A couple of hundred protesters marched around downtown Bismarck on Thursday, prompting police to temporarily shut down a couple of streets.
Police spokesman Sgt. Mark Buschena (boo-SHEE’-nuh) says eight people were arrested, including a man who allegedly resisted arrest, spit at officers and yanked on an officer’s gun holster. Six others were arrested on criminal trespass charges, and another was arrested on a California warrant.
Protesters have targeted numerous sites in Bismarck and neighbouring Mandan since Monday, including the state capitol and the state-owned Bank of North Dakota.
About 500 people have been arrested since August in protests against the $3.8 billion pipeline that’s to carry North Dakota oil to Illinois.
An administrative law judge has been appointed to oversee a potential hearing on whether the company building the $3.8 billion Dakota Access oil pipeline violated orders from North Dakota regulators.
The state Public Service Commission last week proposed a fine of at least $15,000 against a subsidiary of Texas-based Energy Transfer Partners. The PSC says the company in October failed to get approval to continue with pipeline work after diverting construction around tribal artifacts found along the pipeline route.

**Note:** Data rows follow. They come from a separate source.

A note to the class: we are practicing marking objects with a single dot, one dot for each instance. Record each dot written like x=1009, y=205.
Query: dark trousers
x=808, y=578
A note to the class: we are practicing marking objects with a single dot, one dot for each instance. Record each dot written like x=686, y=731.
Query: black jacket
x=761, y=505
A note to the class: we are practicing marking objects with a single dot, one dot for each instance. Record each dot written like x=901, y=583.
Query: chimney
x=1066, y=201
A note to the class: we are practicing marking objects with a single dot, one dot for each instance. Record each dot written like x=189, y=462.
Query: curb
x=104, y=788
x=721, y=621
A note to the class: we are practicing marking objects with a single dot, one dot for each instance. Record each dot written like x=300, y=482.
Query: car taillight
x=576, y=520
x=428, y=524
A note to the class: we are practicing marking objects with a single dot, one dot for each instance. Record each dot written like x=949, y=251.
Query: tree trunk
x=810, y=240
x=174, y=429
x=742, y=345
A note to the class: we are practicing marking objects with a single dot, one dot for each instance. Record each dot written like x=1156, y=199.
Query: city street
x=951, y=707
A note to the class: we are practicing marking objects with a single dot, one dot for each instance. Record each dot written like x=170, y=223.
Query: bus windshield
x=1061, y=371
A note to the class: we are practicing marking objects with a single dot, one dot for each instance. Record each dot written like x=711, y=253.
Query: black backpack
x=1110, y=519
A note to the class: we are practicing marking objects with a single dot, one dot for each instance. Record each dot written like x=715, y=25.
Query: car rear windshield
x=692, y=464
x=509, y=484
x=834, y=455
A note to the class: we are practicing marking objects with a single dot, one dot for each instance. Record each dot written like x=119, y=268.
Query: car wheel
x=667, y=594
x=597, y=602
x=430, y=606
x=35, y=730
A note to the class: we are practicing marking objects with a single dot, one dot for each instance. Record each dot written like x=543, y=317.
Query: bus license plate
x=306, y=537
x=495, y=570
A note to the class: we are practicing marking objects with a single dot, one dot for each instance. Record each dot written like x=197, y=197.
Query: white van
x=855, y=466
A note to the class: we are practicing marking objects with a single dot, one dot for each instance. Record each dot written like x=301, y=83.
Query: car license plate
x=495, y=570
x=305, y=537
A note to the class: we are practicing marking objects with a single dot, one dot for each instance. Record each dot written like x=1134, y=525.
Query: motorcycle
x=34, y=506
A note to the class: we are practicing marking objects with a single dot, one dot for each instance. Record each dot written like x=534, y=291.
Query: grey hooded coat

The State Historic Preservation Office concurred with the company’s plan, and ETP has said it didn’t do anything wrong. It can agree to a fine or request a hearing to fight one.
State Office of Administrative Hearings Director Timothy Dawson says any hearing likely wouldn’t be until mid-December.
A North Dakota legislative committee has voted to forego formal events at the state capitol due to security reasons involving the Dakota Access pipeline protests, including a biennial tribal address.
Thursday’s 10-3 vote means the Legislature will not allow presentations from the state’s chief justice and Native American tribal leaders when lawmakers reconvene in January. The measure exempts the governor’s State of the State address.
Republican House Majority Leader Al Carlson says ongoing protests of the Dakota Access pipeline have “significantly strained” the state Highway Patrol, which provides security at the state capitol.
Democrats on the North Dakota Legislative Committee opposed the motion. Rolla Rep. Marvin Nelson says scrubbing the traditional tribal address is not going to “help further relations” those who oppose the four-state, $3.8 billion pipeline.